From The Right - A Capital Case
I read a story on the New York Post website the other day that first broke my heart and then filled me with rage.
The story was about the funeral of a three year old boy named Kyle Smith who was beaten, tortured and killed by his guardians. What was done to this poor child was so horrible that I cannot even bring myself to describe it.
Every time I read one of these stories, I have the same reaction. Not only do I want the perpetrators of these atrocities to die, I want them to die slowly and painfully. In fact, during these fantasies of righteous vengeance, my greatest wish is to be the one allowed to brutally send these disgusting killers off into hell.
My experience has been that most people feel the same way as I do.
What is different for me is that I have never been able to reconcile this desire for vengeance with my lifelong intellectual opposition to the death penalty.
Since I am Catholic and pro-life, liberals generally tend to respond to my conflicted position on the death penalty with some form of the inanity, “Well, at least you’re consistent.” It is ridiculous to compare the innocent life of a child to an adult who has committed terrible evil. Those who do, take the ignorance of moral relativism to a new low.
Nor does my religion require me to oppose the death penalty, despite what many may think. The canon law of the Catholic Church allows Catholics to support the imposition of the death penalty in the case of heinous crimes. So, while the U.S. conference of Catholic Bishops and even our Holy Father may oppose the death penalty, it is left to each individual Catholic to decide, within specific guidelines, whether or not to support the death penalty.
Catholicism has always made a moral distinction between the destruction of innocent life - which is always wrong, and the death penalty, which St. Thomas Aquinas referred to as an “excision of a member, because it became putrid or infectious to the other members.”
No, it is not my faith that it is the source of my doubt, although I cannot deny the influence of Catholic self-examination in my thinking, but an essay I read thirty years ago written in 1957 by Albert Camus entitled “Reflections on the Guillotine.”
In “Reflections on the Guillotine,” Camus makes the argument that the death penalty is not a deterrent to crime, and Western Civilization is, by its actions if not its rhetoric, ashamed of its use.
The essay illustrates the failure of deterrence by citing “when pickpockets were hung in England, other pickpockets exercised their talents in the crowd surrounding the scaffold where their colleague was being hanged.”
That the death penalty does not deter murder seems to me self-evident and a matter of common sense. Who, but someone who wants to be caught and punished, would commit such vile deeds if they expected to get caught and executed? Criminals don’t think they’ll get caught and their compulsions to evil are so strong that they cannot even think their actions through to their logical consequence and subsequent punishment.
Life in prison, without the possibility of parole, deters anyone who can be deterred.
If we truly believed in the deterrent power of the death penalty, then we would demand that all executions be televised and that all of our children watch. For if deterrence is to be wholly believed, we would be well on our way to eliminating murder.
But, we don’t do that. We hide our executions behind prison walls and leave it to a faceless nameless bureaucracy to kill for us with no cameras allowed. Like dirty pictures hidden in a drawer, we hide our executions from our children because on some level we know that they represent one thing and one thing only - vengeance.
Add to these arguments, the modern realization that after DNA analysis, hundreds of death row inmates were innocent, and you have a compelling argument against the death penalty.
I am not trying to convince anyone to be either for or against the death penalty.
My entire purpose in writing this column is to explore the issue and admit my own doubt.

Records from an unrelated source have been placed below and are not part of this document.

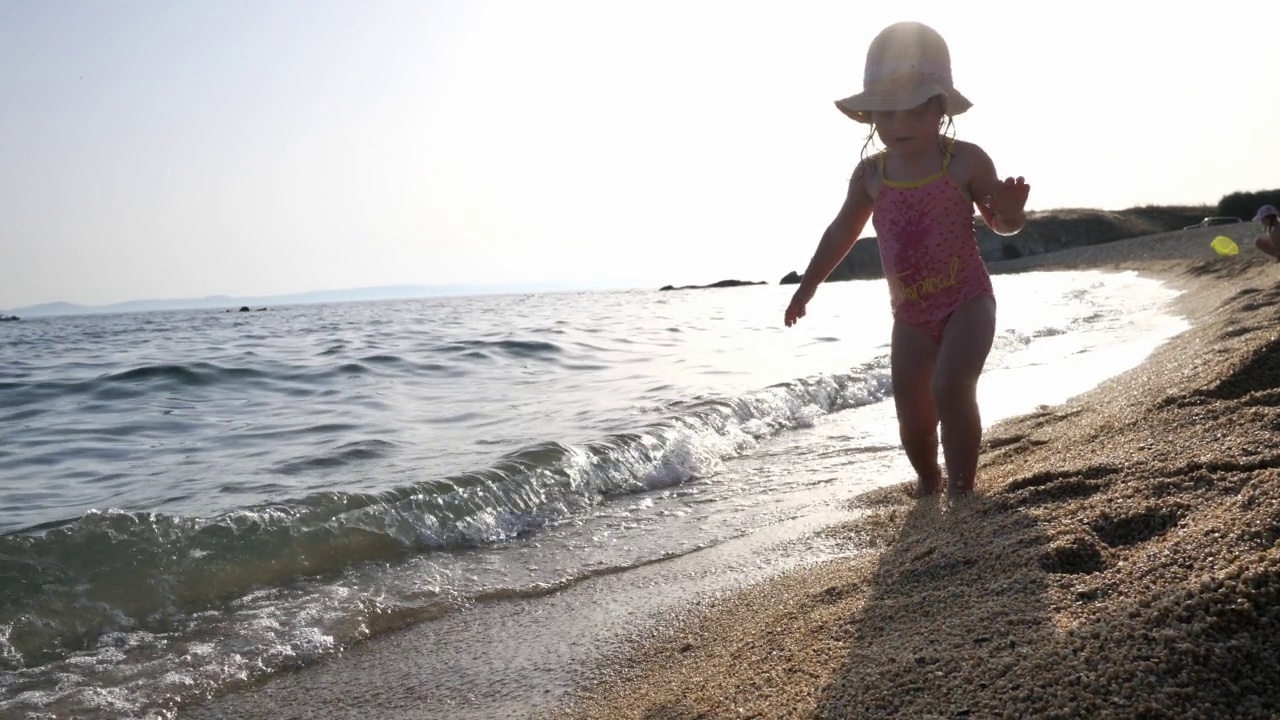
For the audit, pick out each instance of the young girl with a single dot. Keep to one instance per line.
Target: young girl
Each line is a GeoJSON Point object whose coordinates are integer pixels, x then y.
{"type": "Point", "coordinates": [920, 192]}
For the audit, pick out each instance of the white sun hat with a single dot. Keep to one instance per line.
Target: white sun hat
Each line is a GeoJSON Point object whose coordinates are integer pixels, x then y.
{"type": "Point", "coordinates": [906, 64]}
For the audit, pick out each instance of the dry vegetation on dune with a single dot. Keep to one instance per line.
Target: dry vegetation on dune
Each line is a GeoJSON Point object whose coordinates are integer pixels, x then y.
{"type": "Point", "coordinates": [1119, 560]}
{"type": "Point", "coordinates": [1046, 231]}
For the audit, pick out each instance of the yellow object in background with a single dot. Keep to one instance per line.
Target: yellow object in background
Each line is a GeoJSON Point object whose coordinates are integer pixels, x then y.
{"type": "Point", "coordinates": [1224, 245]}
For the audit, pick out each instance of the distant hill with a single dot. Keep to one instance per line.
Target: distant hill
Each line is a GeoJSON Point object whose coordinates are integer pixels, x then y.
{"type": "Point", "coordinates": [232, 302]}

If I were a politician, I could not write this column. In modern American politics, to admit doubt about any issue is to invite attack from both the left and the right, and our country is the poorer for our lack of real debate on the major issues of our time.
The burden for conservatives is that our ideology demands we place reason above emotion. What works is supposed to be more important than what feels good.

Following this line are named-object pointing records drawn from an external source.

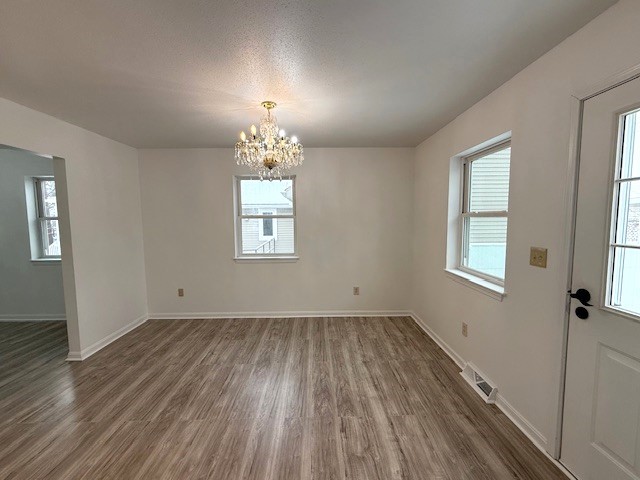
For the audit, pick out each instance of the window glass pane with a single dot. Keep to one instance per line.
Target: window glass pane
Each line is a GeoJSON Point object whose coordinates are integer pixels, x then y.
{"type": "Point", "coordinates": [489, 182]}
{"type": "Point", "coordinates": [486, 245]}
{"type": "Point", "coordinates": [630, 166]}
{"type": "Point", "coordinates": [282, 241]}
{"type": "Point", "coordinates": [50, 238]}
{"type": "Point", "coordinates": [626, 276]}
{"type": "Point", "coordinates": [49, 202]}
{"type": "Point", "coordinates": [266, 197]}
{"type": "Point", "coordinates": [267, 227]}
{"type": "Point", "coordinates": [628, 227]}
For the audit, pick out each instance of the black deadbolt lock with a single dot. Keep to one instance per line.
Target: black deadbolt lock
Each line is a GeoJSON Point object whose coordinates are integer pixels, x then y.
{"type": "Point", "coordinates": [582, 295]}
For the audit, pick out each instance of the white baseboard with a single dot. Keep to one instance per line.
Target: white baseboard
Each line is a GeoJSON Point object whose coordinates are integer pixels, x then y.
{"type": "Point", "coordinates": [32, 317]}
{"type": "Point", "coordinates": [511, 413]}
{"type": "Point", "coordinates": [441, 343]}
{"type": "Point", "coordinates": [100, 344]}
{"type": "Point", "coordinates": [289, 314]}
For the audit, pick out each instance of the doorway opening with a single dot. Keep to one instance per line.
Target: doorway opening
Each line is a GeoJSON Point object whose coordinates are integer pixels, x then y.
{"type": "Point", "coordinates": [34, 251]}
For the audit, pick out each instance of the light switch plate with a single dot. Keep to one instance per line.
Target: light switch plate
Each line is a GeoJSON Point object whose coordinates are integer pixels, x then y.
{"type": "Point", "coordinates": [538, 257]}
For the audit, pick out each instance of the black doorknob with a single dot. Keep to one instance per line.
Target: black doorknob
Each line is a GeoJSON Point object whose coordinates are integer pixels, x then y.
{"type": "Point", "coordinates": [582, 295]}
{"type": "Point", "coordinates": [582, 313]}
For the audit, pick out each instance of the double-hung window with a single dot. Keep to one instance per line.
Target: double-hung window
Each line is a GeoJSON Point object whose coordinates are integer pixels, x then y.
{"type": "Point", "coordinates": [46, 205]}
{"type": "Point", "coordinates": [265, 217]}
{"type": "Point", "coordinates": [485, 207]}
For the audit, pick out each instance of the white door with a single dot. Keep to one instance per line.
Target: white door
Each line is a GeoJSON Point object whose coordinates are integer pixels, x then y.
{"type": "Point", "coordinates": [601, 427]}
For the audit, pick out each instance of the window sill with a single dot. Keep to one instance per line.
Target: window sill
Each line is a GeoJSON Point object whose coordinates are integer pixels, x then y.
{"type": "Point", "coordinates": [45, 261]}
{"type": "Point", "coordinates": [273, 259]}
{"type": "Point", "coordinates": [476, 283]}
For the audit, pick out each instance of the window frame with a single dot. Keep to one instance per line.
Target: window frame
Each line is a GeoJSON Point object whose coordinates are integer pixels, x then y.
{"type": "Point", "coordinates": [42, 219]}
{"type": "Point", "coordinates": [618, 178]}
{"type": "Point", "coordinates": [274, 226]}
{"type": "Point", "coordinates": [465, 211]}
{"type": "Point", "coordinates": [238, 217]}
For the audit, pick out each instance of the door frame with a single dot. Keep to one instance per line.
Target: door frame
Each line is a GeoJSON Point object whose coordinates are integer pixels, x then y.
{"type": "Point", "coordinates": [578, 99]}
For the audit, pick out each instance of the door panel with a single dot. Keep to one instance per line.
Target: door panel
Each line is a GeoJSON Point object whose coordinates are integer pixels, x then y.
{"type": "Point", "coordinates": [601, 426]}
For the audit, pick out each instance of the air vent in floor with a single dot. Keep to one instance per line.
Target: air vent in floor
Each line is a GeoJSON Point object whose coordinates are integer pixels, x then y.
{"type": "Point", "coordinates": [480, 383]}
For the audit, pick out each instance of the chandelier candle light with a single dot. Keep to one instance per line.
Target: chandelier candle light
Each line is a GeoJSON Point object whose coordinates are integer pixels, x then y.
{"type": "Point", "coordinates": [271, 153]}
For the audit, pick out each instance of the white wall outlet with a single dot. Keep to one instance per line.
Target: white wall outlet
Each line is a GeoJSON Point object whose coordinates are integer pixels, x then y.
{"type": "Point", "coordinates": [538, 257]}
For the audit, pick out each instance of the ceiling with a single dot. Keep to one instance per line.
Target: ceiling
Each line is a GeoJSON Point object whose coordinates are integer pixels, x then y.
{"type": "Point", "coordinates": [192, 73]}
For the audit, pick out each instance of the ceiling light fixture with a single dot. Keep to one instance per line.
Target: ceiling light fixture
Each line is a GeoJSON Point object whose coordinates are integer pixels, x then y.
{"type": "Point", "coordinates": [271, 153]}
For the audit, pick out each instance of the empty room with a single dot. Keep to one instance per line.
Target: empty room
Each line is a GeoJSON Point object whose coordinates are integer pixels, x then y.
{"type": "Point", "coordinates": [330, 239]}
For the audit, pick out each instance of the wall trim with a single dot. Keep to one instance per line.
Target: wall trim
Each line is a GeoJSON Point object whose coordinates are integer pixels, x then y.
{"type": "Point", "coordinates": [284, 314]}
{"type": "Point", "coordinates": [441, 343]}
{"type": "Point", "coordinates": [100, 344]}
{"type": "Point", "coordinates": [32, 317]}
{"type": "Point", "coordinates": [510, 412]}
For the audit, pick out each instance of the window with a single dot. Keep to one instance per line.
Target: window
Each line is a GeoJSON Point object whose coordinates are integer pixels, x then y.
{"type": "Point", "coordinates": [624, 247]}
{"type": "Point", "coordinates": [265, 217]}
{"type": "Point", "coordinates": [485, 205]}
{"type": "Point", "coordinates": [47, 229]}
{"type": "Point", "coordinates": [267, 226]}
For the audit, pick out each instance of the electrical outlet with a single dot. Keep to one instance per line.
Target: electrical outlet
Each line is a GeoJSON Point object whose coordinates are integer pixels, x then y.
{"type": "Point", "coordinates": [538, 257]}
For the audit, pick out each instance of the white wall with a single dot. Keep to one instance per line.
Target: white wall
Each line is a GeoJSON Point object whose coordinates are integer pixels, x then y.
{"type": "Point", "coordinates": [28, 290]}
{"type": "Point", "coordinates": [517, 343]}
{"type": "Point", "coordinates": [103, 265]}
{"type": "Point", "coordinates": [354, 229]}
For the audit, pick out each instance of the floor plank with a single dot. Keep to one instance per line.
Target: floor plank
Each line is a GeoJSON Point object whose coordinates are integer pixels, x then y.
{"type": "Point", "coordinates": [294, 398]}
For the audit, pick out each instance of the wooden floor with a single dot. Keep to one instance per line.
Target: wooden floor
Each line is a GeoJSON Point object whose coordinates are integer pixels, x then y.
{"type": "Point", "coordinates": [302, 398]}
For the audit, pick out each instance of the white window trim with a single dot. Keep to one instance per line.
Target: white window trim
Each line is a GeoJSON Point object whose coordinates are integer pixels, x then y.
{"type": "Point", "coordinates": [36, 221]}
{"type": "Point", "coordinates": [237, 216]}
{"type": "Point", "coordinates": [616, 180]}
{"type": "Point", "coordinates": [274, 222]}
{"type": "Point", "coordinates": [487, 284]}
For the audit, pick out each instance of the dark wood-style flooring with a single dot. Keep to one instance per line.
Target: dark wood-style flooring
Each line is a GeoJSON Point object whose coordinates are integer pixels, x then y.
{"type": "Point", "coordinates": [298, 398]}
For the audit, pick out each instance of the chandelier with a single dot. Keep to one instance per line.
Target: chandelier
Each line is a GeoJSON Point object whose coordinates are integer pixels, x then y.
{"type": "Point", "coordinates": [271, 153]}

So, as a conservative, if I cannot refute the arguments in “Reflections on The Guillotine,” even after thirty years of trying, then I must acknowledge their validity.
I have very little empathy for liberals who promote failed policies because they “feel good,” but what little empathy I do have comes from my conflicted death penalty stance.
For thirty years, I have placed the arguments against the death penalty - arguments whose validity I cannot deny - on a forgotten shelf in the back of my mind and passively supported the death penalty.
It is not within me to forswear vengeance when confronted with the reality of a tortured and murdered child, and I don’t know whether that makes me a strong man or a weak one. I do know that when I experience the thirst for vengeance, I am as far away from God as I have ever been.
The day I read that horrible story, I prayed for the soul of three year old Kyle Smith, then, I got up, went into the room where my nine year old son was playing, hugged him tightly to me and told him I loved him.
I didn’t know what else to do -- and maybe I never will.